The REIT structure was designed to provide a similar structure for investment in real estate as mutual funds provide for investment in stocks.

Like other corporations, REITs can be publicly or privately held.

Public REITs may be listed on public stock exchanges like shares of common stock in other firms.

How Self-Storage Became a Hot Rising Trend

The modern self-storage business in the U.S. began in Texas in the late 1960’s.

But self-storage can be traced back to the United Kingdom more than 800 years ago!

People are still buying “stuff” and running out of room in their houses, apartments and businesses so they need somewhere to put it.

Today, you can find thousands of self-storage buildings along major highways throughout the U.S., Canada, South America, the U.K., and Australia.

However, the neat thing is this business is not limited to prime locations along major highways.

You can find self-storage properties in almost every town, village and rural area around the world.

Here’s the deal……

The average self-storage facility consists of about 100 storage units.

In larger metropolitan areas you can find facilities with 500 units or more.

I toured a facility in Orlando, Florida recently with more than 2,500 units!

The dimensions of the storage rental units vary. But the most common sizes are 5’ x 10’, 8’ x 10’ and 10’ x 10’.

Customers can rent a self-storage unit for 30 days or as long as 5 years or more.
The average rent for a 10’ x 10’ storage unit in the U.S. in 2011 was $79 per month, according to Inside Self Storage magazine.

The rent in larger cities can be as high as $300 a month (in Manhattan it’s off the charts).

But get this……another surprising source of revenue in this business is late fees.

Late rental fees –typically run $5 to $25 per month.

Another source of revenue is the auctioning off of storage-unit contents when renters don’t pay within the certain period of time.

One of the hottest shows of the year is Storage Wars on A&E. It details the self-storage auction business…..if you haven’t seen it, I highly recommend you do. Believe me….you’ll like it!

Anyway, an auction occurs when the owners have forfeited their stored items by failing to pay their rent. As an owner or manager have to clear out contents anyway to make room for a new tenant and selling the contents and make up for at least some of the money the renters owe.

Portable self-storage is taking off too, although it’s not as big.

The largest player in the portable self-storage business is PODS (Portable On Demand Storage). Home Depot and other large retailers are getting into the game now too.

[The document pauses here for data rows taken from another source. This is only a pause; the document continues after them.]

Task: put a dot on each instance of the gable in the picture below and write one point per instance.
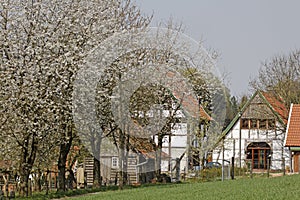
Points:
(258, 109)
(293, 128)
(269, 105)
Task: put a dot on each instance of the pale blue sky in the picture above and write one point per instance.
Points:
(245, 33)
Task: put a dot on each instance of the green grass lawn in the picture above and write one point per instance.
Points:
(287, 187)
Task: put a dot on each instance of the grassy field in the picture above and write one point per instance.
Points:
(258, 188)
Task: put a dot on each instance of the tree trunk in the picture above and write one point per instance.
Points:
(64, 150)
(26, 162)
(97, 172)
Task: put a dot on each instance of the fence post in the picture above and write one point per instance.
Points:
(232, 168)
(283, 164)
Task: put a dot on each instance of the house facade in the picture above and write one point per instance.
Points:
(255, 137)
(144, 152)
(292, 139)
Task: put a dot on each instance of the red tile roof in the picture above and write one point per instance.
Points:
(278, 105)
(293, 129)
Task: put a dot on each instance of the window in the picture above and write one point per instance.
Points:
(258, 154)
(114, 162)
(263, 124)
(271, 124)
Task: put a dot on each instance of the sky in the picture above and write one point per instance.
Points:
(244, 33)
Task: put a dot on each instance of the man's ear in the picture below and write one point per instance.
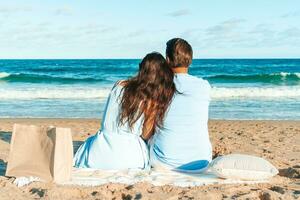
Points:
(168, 60)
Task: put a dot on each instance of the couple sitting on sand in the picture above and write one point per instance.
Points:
(156, 119)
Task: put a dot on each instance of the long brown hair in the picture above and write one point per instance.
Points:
(149, 93)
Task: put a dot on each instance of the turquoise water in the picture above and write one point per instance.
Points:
(242, 88)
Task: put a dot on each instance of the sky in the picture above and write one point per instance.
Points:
(133, 28)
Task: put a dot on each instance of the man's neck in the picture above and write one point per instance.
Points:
(180, 70)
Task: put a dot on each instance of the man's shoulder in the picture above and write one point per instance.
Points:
(198, 81)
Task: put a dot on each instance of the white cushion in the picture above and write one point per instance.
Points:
(242, 167)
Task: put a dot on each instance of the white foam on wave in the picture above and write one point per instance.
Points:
(254, 92)
(284, 74)
(4, 74)
(100, 93)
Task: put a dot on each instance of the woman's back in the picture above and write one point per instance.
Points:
(115, 146)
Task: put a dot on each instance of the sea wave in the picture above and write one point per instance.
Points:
(51, 93)
(256, 92)
(284, 78)
(101, 93)
(4, 74)
(42, 78)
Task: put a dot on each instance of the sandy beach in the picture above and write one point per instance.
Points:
(276, 141)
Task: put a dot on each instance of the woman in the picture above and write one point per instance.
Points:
(134, 110)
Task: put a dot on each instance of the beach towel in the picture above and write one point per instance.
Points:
(43, 153)
(91, 177)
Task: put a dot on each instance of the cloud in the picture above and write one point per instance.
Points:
(64, 11)
(179, 13)
(14, 9)
(225, 26)
(291, 14)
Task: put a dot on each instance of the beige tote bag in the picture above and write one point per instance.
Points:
(36, 151)
(62, 156)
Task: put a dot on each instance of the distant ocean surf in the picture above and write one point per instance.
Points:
(241, 88)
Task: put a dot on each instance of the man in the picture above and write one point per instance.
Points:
(183, 143)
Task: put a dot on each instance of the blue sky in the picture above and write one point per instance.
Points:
(132, 28)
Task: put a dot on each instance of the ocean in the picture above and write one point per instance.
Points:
(241, 88)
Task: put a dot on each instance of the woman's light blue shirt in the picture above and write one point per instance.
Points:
(184, 143)
(114, 146)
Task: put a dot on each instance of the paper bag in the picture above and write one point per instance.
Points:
(41, 152)
(30, 152)
(62, 156)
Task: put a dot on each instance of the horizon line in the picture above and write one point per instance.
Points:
(225, 58)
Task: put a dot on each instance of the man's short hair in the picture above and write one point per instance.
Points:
(179, 53)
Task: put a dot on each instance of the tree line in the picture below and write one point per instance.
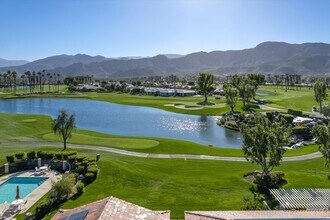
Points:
(29, 81)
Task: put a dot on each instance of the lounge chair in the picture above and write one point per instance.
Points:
(37, 171)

In the 1970’s and 1980’s, self-storage owners were buying low budget properties often hidden from view by other buildings and structures.
This is not the best formula according to 35-year self-storage veteran Paul King of Las Vegas.

Here’s what Paul told me:

“In my experience the most profitable self-storage operations are those located on the way to a grocery store, Wal-Mart, gas station, or home improvement store. It doesn’t hurt if your self-storage facility is located on a major road with super-easy access.”

Current trends back up Paul’s opinion.

Today, mega-franchisees are buying prime frontage as well as retail lots, and paying big bucks for them.

Sovran Self Storage Inc. a New York based company has nearly 25 million square feet of self-storage in 381 facilities.

There are hundreds of companies which serve to the self-storage industry, too.

You’ll find mini-storage consultancies, brokerages, and financing companies that specialize in this market. I’ll cover some income opportunities’ in these markets in future issues.

Self-storage development seminars are selling out nationwide.

If you think that’s great, then listen to this…

What’s the Big Deal with Self Storage?

The self-storage market is considered by some real estate entrepreneurs to be a true “cash cow” venture.

This simply means operating expenses are relatively low and the owners often realize more revenue per square foot than other real estate investments.
The self-storage market is practically recession proof.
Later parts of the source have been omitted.